Someone on the Statistical Consulting forum mentioned that she is going to become an independent consultant when she graduates and wanted to find out from people who are currently in that position what the one thing is that they hate most. This email drew a lot of responses including several people who cautioned this women about the difficulties for a young person to become an independent consultant. Here are the thoughts I shared on the thing I hate most and what the issues are with embarking out on your own as an independent consulting early in your career.
I hate accounting. My joke is that if my bank balance is within $100 of what the bank says, I chalk up the difference to sampling error.
I especially don’t like invoicing, and I put it off for months, which is really bad for cash flow. If my wife did not have a full time job, I’d be in big trouble. I also have a lot of difficulty keeping personal charges from sneaking onto my business credit card and business charges from sneaking onto my personal credit card.
If I could elaborate on what some of the other people have mentioned, I believe that independent consulting, to a large extent, is an old person’s game. There are three reasons for this. First, you’ll get most of your clients from “word of mouth” and the older you are, the more people there are who know you and are willing to spread the word on your behalf.

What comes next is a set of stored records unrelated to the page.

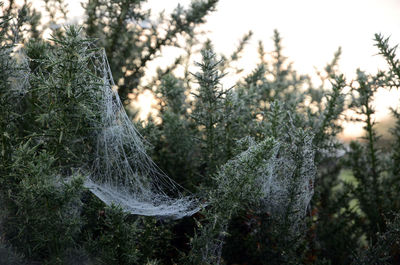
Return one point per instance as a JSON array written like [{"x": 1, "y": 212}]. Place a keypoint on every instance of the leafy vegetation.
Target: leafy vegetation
[{"x": 264, "y": 156}]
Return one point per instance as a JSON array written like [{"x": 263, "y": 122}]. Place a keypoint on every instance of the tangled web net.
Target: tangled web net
[{"x": 122, "y": 173}]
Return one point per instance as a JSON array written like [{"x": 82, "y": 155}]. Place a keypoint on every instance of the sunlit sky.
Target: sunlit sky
[{"x": 312, "y": 30}]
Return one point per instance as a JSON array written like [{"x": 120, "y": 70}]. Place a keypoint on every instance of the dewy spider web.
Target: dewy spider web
[{"x": 122, "y": 172}]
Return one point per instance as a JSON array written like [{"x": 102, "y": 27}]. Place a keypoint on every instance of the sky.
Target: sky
[{"x": 312, "y": 30}]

Second, as a consultant, you will get questions from all different directions. It takes a long time to build up a base of expertise enough so that you can answer most of those questions without having a co-worker you can fall back on.
Third, most of what you will do ten or twenty years from now will be the result of learning on the job. If you are a consultant in a larger organization, you will find that that they will invest money in you to make you a better consultant because they will see the benefits down the road. The funny thing about clients is that they are extremely reluctant to pay you to learn something new on their dime. Their time frame is very short term and they don’t benefit from the seasoned professionalism that you will develop by 2030.
Now you do have an advantage in that most of us old dogs still struggle with learning new tricks. And if you are in an area were you can pretty much guarantee that the questions you get will be closely related to your area of study, especially to the work you do on your dissertation, then you can still be successful as an independent consultant.
Don’t let us discourage you if your heart is in being an independent consultant. You didn’t ask for what the best thing was about independent consulting, but I will tell you that independent consulting is great because you work for the perfect boss, yourself. If you’re young, you’ll struggle with finding clients and you’ll struggle with answering all the questions that seem to come out of left field. But if you really love what you do and you work hard at it, you will be successful. I know a fair number of consultants who are much younger than me, and they seem to be doing okay.